PARIS (Reuters) - Stellantis (NYSE:STLA), the carmaker whose brands include Peugeot (OTC:PUGOY), Fiat and Chrysler, announced on Wednesday a partnership with the French state's CEA research organisation to work on a next generation of battery cells for electric vehicles.
WHY IT MATTERS:
Carmakers around the world are exploring battery technologies to reduce the cost of electric vehicles (EVs).
EV demand has grown more slowly than expected due to high borrowing costs, economic uncertainty and consumer preference for gasoline-electric hybrids.
In response, Tesla (NASDAQ:TSLA) and other EV brands have cut prices or offered other incentives to lure consumers to showrooms.
Analysts have said the pressure to cut costs in manufacturing and batteries will continue.
KEY QUOTE:
"We know that battery technology is poised for change.

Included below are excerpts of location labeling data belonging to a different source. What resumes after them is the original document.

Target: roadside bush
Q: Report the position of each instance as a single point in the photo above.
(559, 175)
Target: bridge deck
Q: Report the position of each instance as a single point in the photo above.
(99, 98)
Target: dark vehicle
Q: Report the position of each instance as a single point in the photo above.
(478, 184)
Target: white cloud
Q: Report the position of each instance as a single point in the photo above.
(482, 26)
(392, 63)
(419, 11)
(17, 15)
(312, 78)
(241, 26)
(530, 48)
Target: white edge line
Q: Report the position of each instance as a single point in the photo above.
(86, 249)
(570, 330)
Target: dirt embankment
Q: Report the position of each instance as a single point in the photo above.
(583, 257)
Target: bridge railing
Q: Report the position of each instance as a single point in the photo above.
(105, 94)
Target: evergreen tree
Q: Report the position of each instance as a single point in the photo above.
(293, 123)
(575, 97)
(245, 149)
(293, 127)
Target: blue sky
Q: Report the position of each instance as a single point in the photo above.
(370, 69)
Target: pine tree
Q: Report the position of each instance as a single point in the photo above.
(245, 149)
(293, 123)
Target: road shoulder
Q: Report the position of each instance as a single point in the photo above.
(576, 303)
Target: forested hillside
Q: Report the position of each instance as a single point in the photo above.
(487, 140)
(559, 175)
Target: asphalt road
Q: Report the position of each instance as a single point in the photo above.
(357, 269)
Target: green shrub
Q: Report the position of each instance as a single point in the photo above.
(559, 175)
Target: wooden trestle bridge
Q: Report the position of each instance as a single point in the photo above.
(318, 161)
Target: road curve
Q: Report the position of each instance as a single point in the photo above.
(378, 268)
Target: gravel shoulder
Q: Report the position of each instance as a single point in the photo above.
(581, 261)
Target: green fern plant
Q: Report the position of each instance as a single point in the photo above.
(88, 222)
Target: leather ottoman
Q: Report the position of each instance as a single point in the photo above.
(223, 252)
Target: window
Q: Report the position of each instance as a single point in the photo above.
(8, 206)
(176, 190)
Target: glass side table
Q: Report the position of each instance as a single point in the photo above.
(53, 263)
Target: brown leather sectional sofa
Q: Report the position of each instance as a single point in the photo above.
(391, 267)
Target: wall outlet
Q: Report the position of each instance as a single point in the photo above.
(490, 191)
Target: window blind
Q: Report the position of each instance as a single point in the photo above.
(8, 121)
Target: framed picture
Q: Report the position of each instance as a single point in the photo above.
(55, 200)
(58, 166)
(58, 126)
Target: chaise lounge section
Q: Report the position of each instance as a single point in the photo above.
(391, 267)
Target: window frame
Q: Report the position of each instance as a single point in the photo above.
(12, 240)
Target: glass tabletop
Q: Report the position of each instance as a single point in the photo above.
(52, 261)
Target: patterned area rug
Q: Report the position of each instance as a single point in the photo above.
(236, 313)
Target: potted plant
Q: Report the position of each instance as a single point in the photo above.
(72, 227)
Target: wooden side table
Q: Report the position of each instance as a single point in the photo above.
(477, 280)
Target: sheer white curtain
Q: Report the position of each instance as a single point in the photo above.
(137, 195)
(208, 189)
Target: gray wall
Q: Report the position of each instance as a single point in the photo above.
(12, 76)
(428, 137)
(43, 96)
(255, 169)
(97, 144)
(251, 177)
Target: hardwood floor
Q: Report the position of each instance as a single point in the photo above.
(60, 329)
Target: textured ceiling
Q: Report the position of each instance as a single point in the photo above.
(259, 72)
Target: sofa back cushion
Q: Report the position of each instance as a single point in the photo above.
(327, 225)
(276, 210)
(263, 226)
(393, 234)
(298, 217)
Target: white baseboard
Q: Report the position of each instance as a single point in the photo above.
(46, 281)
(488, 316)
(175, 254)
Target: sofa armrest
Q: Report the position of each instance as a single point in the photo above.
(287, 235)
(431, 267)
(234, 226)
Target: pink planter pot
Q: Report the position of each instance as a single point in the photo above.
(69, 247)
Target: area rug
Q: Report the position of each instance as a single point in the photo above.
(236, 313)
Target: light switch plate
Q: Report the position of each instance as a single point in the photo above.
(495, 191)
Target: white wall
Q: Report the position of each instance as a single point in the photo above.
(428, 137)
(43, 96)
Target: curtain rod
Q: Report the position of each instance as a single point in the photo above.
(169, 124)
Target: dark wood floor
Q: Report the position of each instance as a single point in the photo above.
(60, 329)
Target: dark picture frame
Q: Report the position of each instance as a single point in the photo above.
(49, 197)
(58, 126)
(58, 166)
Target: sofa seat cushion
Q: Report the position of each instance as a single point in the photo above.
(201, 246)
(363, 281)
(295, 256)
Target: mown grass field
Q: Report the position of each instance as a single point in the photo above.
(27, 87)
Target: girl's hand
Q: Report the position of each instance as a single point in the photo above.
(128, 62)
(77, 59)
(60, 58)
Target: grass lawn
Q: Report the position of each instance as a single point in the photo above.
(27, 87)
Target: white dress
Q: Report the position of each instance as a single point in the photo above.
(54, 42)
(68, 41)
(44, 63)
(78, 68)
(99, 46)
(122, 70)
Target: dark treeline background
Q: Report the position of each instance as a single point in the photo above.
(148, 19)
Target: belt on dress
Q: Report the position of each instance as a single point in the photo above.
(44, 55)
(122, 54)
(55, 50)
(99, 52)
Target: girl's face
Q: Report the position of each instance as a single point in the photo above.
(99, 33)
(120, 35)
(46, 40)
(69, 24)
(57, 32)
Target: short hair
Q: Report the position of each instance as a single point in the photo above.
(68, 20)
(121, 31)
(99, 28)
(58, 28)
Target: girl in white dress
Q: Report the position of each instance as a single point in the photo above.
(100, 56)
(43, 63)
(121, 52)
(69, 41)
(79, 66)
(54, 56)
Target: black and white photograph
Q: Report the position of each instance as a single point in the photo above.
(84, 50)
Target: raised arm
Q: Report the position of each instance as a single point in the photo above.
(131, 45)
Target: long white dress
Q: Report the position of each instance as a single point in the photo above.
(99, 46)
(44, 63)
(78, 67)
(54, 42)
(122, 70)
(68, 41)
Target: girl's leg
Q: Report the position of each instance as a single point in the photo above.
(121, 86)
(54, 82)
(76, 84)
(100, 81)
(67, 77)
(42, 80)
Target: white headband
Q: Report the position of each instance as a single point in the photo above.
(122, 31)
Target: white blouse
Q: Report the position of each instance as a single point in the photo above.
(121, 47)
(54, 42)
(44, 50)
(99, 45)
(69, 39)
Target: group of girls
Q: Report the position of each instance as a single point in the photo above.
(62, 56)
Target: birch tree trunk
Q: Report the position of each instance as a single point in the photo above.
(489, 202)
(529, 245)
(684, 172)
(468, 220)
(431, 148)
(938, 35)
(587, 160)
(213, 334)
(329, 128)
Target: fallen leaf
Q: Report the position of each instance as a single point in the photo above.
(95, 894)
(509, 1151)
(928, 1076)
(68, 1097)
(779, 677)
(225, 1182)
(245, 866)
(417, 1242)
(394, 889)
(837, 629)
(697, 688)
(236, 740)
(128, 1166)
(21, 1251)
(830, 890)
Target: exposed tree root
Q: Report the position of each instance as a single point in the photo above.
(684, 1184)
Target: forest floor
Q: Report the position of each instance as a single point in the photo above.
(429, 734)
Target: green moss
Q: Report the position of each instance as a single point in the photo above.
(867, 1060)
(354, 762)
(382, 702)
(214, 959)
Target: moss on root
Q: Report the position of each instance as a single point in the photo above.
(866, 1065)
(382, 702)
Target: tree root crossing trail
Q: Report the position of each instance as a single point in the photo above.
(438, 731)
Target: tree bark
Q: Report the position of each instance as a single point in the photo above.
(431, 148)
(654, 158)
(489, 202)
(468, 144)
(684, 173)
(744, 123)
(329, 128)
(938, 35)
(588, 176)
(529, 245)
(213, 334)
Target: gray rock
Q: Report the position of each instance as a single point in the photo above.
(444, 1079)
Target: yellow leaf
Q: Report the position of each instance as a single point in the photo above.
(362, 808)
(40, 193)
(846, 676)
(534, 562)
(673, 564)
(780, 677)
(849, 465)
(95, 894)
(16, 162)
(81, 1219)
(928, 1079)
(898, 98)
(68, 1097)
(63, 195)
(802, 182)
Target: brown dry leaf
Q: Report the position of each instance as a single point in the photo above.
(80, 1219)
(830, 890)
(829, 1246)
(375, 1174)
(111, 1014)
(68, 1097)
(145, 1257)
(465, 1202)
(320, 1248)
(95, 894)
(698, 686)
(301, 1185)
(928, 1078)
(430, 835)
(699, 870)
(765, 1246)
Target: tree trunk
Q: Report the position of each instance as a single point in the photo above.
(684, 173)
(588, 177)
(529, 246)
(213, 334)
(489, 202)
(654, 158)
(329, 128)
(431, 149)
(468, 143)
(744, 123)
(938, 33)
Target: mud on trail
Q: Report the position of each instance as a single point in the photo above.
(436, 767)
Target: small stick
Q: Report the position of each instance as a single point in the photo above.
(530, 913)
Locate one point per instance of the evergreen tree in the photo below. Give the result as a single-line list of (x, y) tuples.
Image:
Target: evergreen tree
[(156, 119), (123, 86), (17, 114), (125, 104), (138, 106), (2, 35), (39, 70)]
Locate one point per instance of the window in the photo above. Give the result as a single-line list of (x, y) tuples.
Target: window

While we don't know exactly how it will change, we are committed to be at the forefront of this transformation. Internally, we are working around the clock placing multiple bets and exploring various technologies," Stellantis Chief Engineering and Technology Officer Ned Curic said.
"At the same time, we are collaborating closely with tech startups, laboratories, universities, and the most prestigious research institutions in the world like CEA. We believe that this collaboration will accelerate the arrival of disruptive battery cell technology, supporting our mission to offer clean, safe and affordable mobility to our customers," he added.
THE NUMBERS:
EV sales globally are expected to rise to 16.6 million vehicles this year, from 13.7 million in 2023, according to the International Energy Agency, with China's growth outpacing other regions.
In June, Stellantis CEO Carlos Tavares said synergies from the 2021 merger between Fiat-Chrysler and Peugeot maker PSA that created Stellantis amount to 8.4 billion euros ($9 billion) a year, more than double that initially targeted.
Stellantis also said it would target the upper range of its 25% to 30% dividend payout policy in 2025 versus the 25% paid in recent years, and would reward shareholders with at least 7.7 billion euros ($8.31 billion) through dividends and buybacks this year.